- Genre: Talk show
- Directed by: Alex Tyner
- Presented by: Mother Love (1998–2000) Robin Givens (2000)
- Theme music composer: Joel Beckerman Lloyd Landesman Alan Zahn
- Country of origin: United States
- Original language: English
- No. of seasons: 2

Production
- Executive producers: April Benimowitz Stuart Krasnow Kathryn Seigel Levine
- Producers: April Benimowitz Derek Che Michelle Cohen Deborah Koenig Risa Saslow Kathryn Seigel Levine
- Editors: Greg Boas Kathleen Pearse
- Running time: 45–48 min
- Production companies: Jonathan Goodson Productions Monet Lane Productions 20th Television

Original release
- Network: Syndication
- Release: June 8, 1998 – May 26, 2000

= Forgive or Forget =

American talk show (1998–2000)

Forgive or Forget is an American talk show aired in national syndication premiering for summer trial run on June 8, 1998, before being picked up for a full season, which began on August 31, 1998. The original host of the show was Mother Love, but in January 2000, she was replaced by Robin Givens for the remainder of the second season when the show transitioned to a tabloid talk show format, which was a popular subgenre of the talk show format at the time.

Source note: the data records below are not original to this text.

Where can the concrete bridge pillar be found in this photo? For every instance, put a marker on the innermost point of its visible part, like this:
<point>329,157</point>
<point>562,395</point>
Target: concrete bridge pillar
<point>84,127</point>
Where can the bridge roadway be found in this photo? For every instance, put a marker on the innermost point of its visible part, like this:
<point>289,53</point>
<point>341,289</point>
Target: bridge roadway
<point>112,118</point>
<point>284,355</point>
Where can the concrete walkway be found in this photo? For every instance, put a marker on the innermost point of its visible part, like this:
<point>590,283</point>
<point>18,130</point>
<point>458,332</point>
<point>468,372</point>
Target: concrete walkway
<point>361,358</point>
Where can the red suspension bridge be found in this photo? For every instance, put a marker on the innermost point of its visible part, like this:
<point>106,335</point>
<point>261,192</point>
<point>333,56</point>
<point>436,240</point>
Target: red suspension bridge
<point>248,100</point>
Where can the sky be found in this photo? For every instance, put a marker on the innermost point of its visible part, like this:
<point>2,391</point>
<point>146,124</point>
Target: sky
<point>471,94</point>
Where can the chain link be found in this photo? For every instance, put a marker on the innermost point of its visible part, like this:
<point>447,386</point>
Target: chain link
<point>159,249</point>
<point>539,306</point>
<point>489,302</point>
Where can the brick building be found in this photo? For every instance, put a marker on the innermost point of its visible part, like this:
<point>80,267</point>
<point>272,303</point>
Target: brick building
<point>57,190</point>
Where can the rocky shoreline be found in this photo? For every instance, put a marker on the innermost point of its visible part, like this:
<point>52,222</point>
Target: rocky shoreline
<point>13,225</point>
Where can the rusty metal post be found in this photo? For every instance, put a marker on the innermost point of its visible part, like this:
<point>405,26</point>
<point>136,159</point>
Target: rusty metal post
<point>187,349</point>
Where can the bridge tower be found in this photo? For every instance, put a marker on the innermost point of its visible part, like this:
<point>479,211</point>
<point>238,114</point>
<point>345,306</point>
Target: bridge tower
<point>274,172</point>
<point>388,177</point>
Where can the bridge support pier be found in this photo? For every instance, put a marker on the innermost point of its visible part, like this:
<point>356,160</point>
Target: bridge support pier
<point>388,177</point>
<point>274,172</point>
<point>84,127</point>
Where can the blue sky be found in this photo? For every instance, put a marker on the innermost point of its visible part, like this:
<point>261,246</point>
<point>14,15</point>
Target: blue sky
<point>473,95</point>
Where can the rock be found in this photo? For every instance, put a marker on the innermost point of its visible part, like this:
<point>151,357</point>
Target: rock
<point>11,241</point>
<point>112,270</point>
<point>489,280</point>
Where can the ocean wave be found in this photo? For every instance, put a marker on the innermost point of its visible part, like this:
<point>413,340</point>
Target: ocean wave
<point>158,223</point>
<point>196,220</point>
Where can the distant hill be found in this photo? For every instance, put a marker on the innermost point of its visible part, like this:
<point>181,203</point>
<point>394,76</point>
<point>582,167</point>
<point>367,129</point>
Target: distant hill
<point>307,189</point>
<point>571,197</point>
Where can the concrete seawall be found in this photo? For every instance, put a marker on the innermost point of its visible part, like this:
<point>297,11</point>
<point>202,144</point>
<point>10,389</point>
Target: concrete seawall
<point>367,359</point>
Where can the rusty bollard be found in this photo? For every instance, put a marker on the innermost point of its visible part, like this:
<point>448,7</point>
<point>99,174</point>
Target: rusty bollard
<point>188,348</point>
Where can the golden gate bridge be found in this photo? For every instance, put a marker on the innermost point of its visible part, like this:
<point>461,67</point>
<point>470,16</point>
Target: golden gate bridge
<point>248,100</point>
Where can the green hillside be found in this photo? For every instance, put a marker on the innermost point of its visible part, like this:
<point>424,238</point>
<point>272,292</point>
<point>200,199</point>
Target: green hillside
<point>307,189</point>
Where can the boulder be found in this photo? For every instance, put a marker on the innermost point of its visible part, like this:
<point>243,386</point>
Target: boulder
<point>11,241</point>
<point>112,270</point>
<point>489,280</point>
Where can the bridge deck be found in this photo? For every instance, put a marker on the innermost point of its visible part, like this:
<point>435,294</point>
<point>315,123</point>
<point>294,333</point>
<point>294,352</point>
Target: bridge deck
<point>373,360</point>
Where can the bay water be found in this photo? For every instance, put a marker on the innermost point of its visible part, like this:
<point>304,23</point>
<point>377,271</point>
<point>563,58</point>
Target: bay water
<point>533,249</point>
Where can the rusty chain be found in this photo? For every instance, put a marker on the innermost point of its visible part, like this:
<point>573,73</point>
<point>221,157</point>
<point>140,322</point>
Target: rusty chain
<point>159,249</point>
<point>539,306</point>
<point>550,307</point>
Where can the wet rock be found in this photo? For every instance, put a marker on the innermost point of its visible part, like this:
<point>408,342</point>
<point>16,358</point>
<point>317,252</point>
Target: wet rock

The show presented an invited guest talking about a milestone event from the guest's past in which the guest had wronged, or had been wronged by, a friend or loved one; the guest was on the show to find out if the other person was present and ready to make amends. Forgive or Forget was produced and distributed by 20th Television, now owned by Disney Media Distribution.

==Format==
Each show consisted of three segments. At the beginning of each segment, a guest told their side of the story to the host. Most often, the guest was someone who had done something to hurt a friend or relative, in which case the guest hoped the other person would offer forgiveness. Sometimes, the guest was the one wronged by someone else, and wanted an apology from the second person. Occasionally, the other person was interviewed during the segment via closed-circuit television, during which time the host usually tried to help the two sides come to a resolution.

Near the end of the segment, the guest was asked to proceed to a large door at the end of the stage. If the other person was willing to forgive or apologize, he or she would be waiting behind the door, and the two would reunite when the door opened. However, if the second person was not willing to make amends, the door would open to reveal only a black curtain on the other side.

After the revelation, Mother Love would counsel the two sides. If the guest had received an "empty door," a taped response from the second person was aired, in which the person explained why he or she would not come to the door. In later episodes, another live interview would be held via closed-circuit television, with all guests participating. Occasionally, this second interview led the offended person to change their mind and come to the door to reunite with the guest.

On several episodes, a guest would be featured who had lost contact with another family member and wished for a reconciliation. If the family member was willing to reunite with the guest (as they usually were), they would be waiting on the other side of the door.

==New host and cancellation==
Four months into Forgive or Forget’s second season, ratings began to slide after a highly rated first year. Producers decided to revamp the series and replace host Mother Love with actress Robin Givens on January 17, 2000. The new format, which featured a more tabloid talk show style of crudeness, vulgarity and unruly confrontation was structured more in the traditional "chairs, guest, and host" talk-show format, though the previous set was carried over. The new format was not a hit and the show was cancelled in April 2000. The series continued to run original episodes through May 26, 2000, with repeats airing until September 8.

Reruns featuring both hosts aired on the digital subchannel Bounce TV from December 17, 2012, to October 25, 2015.